Was it the benching of Jose Reyes in mid-2007? The hanging Aaron Heilman change up taken into the dark night sky off of the bat of Yadier Molina? Over the course of the last season and a half of play, the Mets have become an enigma, one that I don’t believe anyone could solve. SNY has seemingly become the place to tune in to find the best soap opera on television lately. Each morning a new headline, a new controversy, and new negative outlook is cast upon our beloved Metsies.
Stating that Willie Randolph has taken the bulk of criticism for the teams underachieving and heartless efforts could be classified as the understatement of the year, and you wouldn’t get much of an argument. Though at a point I was indeed in favor of a managerial change, I’m not so certain it is imperative any longer. Hell, Randolph is one of the most classy, upstanding men you will find in this business, nobody can take that away from him. Facts are facts though, and the fact in this case is that managing the Mets to victory is in his underlying job description. If a shipping manager at UPS fails to have his deliveries out in a timely manner, he would be shown the door. Case in point, if Willie doesn’t tally up the W’s, I could not argue with the Wilpons decision to fire him, if it were ever to reach such a point.
However, in Randolph’s defense, the last three days have been an ominous reminder of what the Mets once were, and what they could be. The road to reaching .500 has served as a complete about face. Fun and excitement is again a daily element on the diamond. They’re playing loose and comfortable, and it has been displayed in their recent three game surge, following a disastrous 1-7 road voyage.

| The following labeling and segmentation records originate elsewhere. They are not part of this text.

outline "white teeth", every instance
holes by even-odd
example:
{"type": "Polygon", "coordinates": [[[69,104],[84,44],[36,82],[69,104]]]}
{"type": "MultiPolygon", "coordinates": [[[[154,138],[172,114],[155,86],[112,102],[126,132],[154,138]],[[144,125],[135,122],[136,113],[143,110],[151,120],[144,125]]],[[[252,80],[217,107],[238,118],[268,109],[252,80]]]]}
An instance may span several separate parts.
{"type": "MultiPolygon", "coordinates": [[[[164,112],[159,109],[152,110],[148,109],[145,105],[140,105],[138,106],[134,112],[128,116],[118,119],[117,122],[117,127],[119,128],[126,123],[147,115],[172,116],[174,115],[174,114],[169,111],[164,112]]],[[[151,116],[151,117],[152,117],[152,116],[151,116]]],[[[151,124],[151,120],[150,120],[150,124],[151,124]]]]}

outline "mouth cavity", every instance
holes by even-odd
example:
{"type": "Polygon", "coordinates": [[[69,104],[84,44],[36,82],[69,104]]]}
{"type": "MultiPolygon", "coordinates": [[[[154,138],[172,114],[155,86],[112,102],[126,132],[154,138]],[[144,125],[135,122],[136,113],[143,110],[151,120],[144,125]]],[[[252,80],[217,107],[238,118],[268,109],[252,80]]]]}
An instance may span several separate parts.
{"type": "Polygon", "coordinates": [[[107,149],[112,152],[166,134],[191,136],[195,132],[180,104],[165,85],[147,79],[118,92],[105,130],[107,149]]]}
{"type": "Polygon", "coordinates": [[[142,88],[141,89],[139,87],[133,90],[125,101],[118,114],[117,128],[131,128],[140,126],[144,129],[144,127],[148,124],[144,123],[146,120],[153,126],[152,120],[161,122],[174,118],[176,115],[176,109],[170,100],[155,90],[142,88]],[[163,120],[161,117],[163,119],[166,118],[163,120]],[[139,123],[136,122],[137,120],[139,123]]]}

After having all but his head under water, and sinking fast, where is the credit being issued to Randolph now? Sure, I know, it’s only three games, lets not jump too far into optimism, but you cannot overlook the drive the squad has displayed lately, and I feel as though if Randolph warranted as much scrutiny as he received when Flushing was sitting at rock bottom, than he should be given some credit for their possible rise, hopefully it shall continue, all the way into first place, but one step at a time, don’t forget, a wise man once said, Rome was not built in a day.